O'zons

Le Journal Bidon de Yann Barthès



Pourtant ça avait bien commencé. Yann Barthès faisait une petite rubrique dans le journal infotainment de Denisot. Pudique et discret, on n’entendait que sa voix. Puis, victime de son succès, son cerveau gonfla progressivement, et l’intérêt de son Petit Journal, baissa proportionnellement, en plus de bouffer quasiment à lui tout seul la case en clair de Canal +.

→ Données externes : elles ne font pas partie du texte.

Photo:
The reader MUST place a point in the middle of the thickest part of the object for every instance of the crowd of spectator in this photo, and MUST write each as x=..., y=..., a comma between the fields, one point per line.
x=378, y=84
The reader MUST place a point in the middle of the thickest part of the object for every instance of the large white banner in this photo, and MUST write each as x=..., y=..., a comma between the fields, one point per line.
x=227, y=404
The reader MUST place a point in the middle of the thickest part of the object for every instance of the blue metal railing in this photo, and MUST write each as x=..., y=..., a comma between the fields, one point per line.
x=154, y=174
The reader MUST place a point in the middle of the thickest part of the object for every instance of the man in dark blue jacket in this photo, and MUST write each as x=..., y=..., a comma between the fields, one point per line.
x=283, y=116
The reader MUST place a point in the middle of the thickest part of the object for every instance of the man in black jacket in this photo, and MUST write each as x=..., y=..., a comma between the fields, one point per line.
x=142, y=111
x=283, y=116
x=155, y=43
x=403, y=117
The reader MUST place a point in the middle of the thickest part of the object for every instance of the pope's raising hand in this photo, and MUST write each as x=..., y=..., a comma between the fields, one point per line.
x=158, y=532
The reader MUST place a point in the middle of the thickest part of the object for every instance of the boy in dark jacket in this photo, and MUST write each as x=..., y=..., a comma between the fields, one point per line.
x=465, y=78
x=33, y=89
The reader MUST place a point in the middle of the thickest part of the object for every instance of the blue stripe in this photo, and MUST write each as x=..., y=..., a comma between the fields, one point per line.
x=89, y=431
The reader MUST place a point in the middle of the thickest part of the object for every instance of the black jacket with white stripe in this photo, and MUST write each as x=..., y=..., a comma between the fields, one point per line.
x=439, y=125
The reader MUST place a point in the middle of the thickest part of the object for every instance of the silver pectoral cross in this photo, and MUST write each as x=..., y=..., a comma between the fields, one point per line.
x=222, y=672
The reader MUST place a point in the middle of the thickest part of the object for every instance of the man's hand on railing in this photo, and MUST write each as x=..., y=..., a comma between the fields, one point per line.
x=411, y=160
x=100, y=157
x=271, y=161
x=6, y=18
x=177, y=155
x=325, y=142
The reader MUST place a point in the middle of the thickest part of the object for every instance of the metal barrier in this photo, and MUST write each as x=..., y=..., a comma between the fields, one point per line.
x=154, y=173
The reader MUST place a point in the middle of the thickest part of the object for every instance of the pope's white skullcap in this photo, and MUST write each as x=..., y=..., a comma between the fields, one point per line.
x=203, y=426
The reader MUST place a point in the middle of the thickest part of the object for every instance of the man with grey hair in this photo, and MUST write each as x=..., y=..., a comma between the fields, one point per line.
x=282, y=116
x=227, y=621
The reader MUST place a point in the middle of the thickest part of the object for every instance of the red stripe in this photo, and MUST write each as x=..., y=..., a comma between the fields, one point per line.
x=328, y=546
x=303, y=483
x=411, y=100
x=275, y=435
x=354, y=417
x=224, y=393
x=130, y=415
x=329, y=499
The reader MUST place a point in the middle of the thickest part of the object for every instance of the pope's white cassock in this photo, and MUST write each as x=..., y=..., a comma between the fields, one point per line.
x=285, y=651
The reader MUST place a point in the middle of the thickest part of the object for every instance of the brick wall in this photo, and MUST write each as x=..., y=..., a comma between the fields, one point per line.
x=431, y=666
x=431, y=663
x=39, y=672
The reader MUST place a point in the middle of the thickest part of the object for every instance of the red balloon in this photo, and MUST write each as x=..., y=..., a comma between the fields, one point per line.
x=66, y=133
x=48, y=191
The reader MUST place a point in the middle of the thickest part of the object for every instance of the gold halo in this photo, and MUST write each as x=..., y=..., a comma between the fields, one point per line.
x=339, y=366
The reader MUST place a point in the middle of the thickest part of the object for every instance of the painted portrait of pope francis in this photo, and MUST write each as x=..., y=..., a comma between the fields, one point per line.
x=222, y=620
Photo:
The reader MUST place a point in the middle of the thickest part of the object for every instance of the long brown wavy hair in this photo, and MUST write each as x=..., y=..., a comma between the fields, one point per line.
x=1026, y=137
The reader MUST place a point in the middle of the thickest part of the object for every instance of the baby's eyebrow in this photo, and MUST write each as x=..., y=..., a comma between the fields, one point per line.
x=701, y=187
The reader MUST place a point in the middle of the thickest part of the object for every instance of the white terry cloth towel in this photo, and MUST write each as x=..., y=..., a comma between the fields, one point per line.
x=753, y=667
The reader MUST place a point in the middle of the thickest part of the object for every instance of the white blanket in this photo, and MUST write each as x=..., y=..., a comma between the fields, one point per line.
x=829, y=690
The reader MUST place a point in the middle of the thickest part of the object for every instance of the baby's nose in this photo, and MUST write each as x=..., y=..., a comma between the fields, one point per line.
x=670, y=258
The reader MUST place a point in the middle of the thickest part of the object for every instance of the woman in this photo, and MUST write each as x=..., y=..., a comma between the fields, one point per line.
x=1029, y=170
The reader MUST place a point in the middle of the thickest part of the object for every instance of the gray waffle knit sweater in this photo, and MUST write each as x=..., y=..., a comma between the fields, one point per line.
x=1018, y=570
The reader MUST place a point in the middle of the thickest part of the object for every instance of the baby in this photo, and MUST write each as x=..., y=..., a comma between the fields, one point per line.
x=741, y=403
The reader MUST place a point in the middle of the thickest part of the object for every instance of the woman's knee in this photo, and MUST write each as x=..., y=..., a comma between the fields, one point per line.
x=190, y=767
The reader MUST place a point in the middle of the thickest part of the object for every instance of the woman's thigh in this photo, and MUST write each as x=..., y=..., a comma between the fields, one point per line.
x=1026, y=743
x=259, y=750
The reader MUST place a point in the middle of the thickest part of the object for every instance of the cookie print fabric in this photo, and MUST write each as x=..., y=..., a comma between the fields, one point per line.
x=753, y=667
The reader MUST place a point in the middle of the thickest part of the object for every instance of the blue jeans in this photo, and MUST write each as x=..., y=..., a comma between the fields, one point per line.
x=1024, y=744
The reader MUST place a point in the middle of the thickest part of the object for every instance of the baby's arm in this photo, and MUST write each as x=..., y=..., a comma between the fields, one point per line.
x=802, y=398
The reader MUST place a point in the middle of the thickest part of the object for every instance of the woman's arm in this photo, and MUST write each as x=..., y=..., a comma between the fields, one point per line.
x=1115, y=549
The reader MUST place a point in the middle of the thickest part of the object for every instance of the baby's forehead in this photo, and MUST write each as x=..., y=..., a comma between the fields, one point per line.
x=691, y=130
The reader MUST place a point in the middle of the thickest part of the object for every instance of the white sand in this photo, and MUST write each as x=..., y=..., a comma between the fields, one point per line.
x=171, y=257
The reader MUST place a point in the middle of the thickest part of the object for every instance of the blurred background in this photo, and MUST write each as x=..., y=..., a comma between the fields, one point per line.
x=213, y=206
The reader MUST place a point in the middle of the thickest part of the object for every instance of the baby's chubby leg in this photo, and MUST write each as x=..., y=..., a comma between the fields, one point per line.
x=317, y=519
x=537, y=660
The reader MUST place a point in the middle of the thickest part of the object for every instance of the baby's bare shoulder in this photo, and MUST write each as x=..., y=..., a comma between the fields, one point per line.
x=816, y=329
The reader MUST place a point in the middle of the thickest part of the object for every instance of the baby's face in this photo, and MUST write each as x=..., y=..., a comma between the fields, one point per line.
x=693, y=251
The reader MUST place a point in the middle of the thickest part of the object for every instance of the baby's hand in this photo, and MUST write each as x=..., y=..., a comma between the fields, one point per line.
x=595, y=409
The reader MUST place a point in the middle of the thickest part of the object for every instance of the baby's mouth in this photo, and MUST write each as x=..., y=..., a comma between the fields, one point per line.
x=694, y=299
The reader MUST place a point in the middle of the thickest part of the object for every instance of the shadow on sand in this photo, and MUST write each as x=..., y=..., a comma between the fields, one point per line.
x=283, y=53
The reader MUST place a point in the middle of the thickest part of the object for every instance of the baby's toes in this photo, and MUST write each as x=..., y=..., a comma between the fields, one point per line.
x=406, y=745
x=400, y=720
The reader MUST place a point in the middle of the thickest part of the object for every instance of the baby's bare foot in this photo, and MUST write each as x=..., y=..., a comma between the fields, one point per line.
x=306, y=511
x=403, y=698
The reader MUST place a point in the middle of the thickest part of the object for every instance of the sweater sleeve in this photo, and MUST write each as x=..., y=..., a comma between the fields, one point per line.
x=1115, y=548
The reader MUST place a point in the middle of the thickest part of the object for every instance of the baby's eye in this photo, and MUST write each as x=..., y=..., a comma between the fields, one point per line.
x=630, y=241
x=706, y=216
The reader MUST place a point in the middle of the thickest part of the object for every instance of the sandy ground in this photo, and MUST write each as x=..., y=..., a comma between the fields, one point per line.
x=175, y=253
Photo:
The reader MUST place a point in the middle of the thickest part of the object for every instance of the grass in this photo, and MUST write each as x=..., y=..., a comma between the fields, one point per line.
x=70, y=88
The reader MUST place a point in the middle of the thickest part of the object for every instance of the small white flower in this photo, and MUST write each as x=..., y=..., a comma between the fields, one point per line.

Comment ce journaliste à la tronche de gendre idéal, savamment coiffé et maquillé, avec sa barbe de trois jours pour faire rebelle, est devenu l’idole des jeunes ? Au départ plutôt pertinent, bien que tirant sur les ambulances (les pseudo-peoples et autres stars mégalo, genre Céline Dion), il devînt plus intéressant en s’attaquant aux hommes politiques, principalement Sarkozy. Comme ça fait bien d’être de gauche et de massacrer l’impopulaire président, Barthès s’est engouffré dans la brèche et se l’est jouée satirique. À coup de micros trainants, d’images d’archives juxtaposées à des images actuelles, le Petit Journal parvient à démonter la communication, et les contradictions des politiciens. C’est drôle et efficace, donc ça marche, donne de l’audimat à Denisot et un bon salaire à Barthès. Du coup, il peut s’auto-produire et faire sa propre émission.

C’est chose faite, et pour prouver son énorme talent créatif, Barthès pompe odieusement le Daily Show de Jon Stewart, émission américaine, avec pour seule différence, le décor et la langue. Au programme, la même chose qu’avant mais en plus long, avec des séquences comédie, jouées par l’équipe qui fait tout le boulot, pendant que Yann se la pète journaliste impertinent et pertinent. Une belle mise en scène, autant en plateau, qu’en extérieur. Le journalisme politique n’est qu’un prétexte, le seul but c’est le buzz, histoire de faire des vannes, et donc de l’audimat. Par exemple, Barthès n’aime pas Mélenchon. Comment le faire passer pour un salaud ? C’est simple, on envoie une équipe de jeunes journalistes stagiaires, deux robots programmés à harceler le candidat avec une ou deux questions pré-écrites dans le seul but de l’énerver. Ensuite, magie du montage, on voit à l’image ce salopard de Mélenchon insulter deux pauvres stagiaires qui essaient de faire leur travail. Histoire d’accentuer le côté communiste sectaire, on rajoute au sujet deux ou trois phrases hors contexte, et un final avec l’Internationale, mission accomplie. Quel que soit la personne mise en scène, c’est toujours la même technique, prouvant son talent par le néant intersidéral de son analyse politique. Trop compliqué pour les gens, il leur faut du simpliste, de la bafouille, du lapsus, de la vanne sur les fringues ou les coupes de cheveux. Pourquoi pas deux mecs déguisés en vieilles qui commentent Voici comme les Vamps ? Trop tard ça aussi ils le font.